Но Жозефина не присутствовала при чтении завещания, и, даже если она подслушивала под дверью (в чем я почти не сомневался), она вряд ли могла догадаться о том, что задумал ее дедушка. Откуда же это высокомерие? Что она могла знать о глупости полиции? Или она просто пускала пыль в глаза?

Удивленный их молчанием, я поднял глаза. Отец и Тавернер наблюдали за мной. Что-то в их глазах заставило меня сказать им с вызовом:

— Софья ничего об этом не знала!

— Нет?! — произнес отец.

Я не понял, было это согласием или вопросом.

— Она будет ужасно удивлена.

— Да?

Наступила пауза. И вдруг в тишине неожиданно резко прозвучал звонок телефона. Отец взял трубку.

— Слушаю. Соедините.

Он взглянул на меня.

— Звонит твоя барышня. Хочет поговорить с нами.

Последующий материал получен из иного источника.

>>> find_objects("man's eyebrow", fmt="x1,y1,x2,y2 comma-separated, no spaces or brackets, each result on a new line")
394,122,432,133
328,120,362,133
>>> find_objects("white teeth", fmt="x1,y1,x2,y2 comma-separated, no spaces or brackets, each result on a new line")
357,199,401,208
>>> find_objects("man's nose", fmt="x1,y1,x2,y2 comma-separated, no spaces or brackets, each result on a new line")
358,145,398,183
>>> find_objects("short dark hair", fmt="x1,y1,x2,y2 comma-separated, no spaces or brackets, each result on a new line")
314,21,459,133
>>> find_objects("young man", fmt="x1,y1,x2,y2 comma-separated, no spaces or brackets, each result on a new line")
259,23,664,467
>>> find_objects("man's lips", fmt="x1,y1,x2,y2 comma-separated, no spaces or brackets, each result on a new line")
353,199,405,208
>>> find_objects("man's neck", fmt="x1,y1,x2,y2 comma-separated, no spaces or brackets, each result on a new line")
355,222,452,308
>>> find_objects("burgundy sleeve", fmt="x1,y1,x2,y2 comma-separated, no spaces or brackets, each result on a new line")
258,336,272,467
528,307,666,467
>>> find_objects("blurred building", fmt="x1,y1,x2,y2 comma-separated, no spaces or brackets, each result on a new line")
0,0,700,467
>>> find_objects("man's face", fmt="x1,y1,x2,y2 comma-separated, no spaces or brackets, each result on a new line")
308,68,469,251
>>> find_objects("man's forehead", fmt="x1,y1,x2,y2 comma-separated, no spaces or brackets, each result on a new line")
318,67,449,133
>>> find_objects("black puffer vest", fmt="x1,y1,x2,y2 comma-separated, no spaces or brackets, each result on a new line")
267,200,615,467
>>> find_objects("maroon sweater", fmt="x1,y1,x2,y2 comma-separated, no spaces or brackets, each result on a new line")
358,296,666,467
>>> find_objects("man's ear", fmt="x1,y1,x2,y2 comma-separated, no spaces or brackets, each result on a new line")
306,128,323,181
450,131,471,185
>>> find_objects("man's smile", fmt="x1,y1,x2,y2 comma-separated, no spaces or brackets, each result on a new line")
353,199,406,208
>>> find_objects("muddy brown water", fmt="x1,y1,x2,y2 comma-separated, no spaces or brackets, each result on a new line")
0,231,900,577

Что-то срочное.— Он передал мне трубку.

— Алло, Софья?

— Чарльз? Это вы? Жозефина...

— Что с ней?

— Ранена в голову. Сильное сотрясение мозга. Она в тяжелом состоянии...

Я повернулся к отцу.

— Ранили Жозефину.

Отец взял трубку, резко бросив мне:

— Я предупреждал, что ты должен проследить за ребенком.»

 Глава 18

Мы с Тавернером немедленно выехали на полицейской машине. Я вспомнил нашу встречу на чердаке и небрежное замечание Жозефины:

— Пора произойти второму убийству.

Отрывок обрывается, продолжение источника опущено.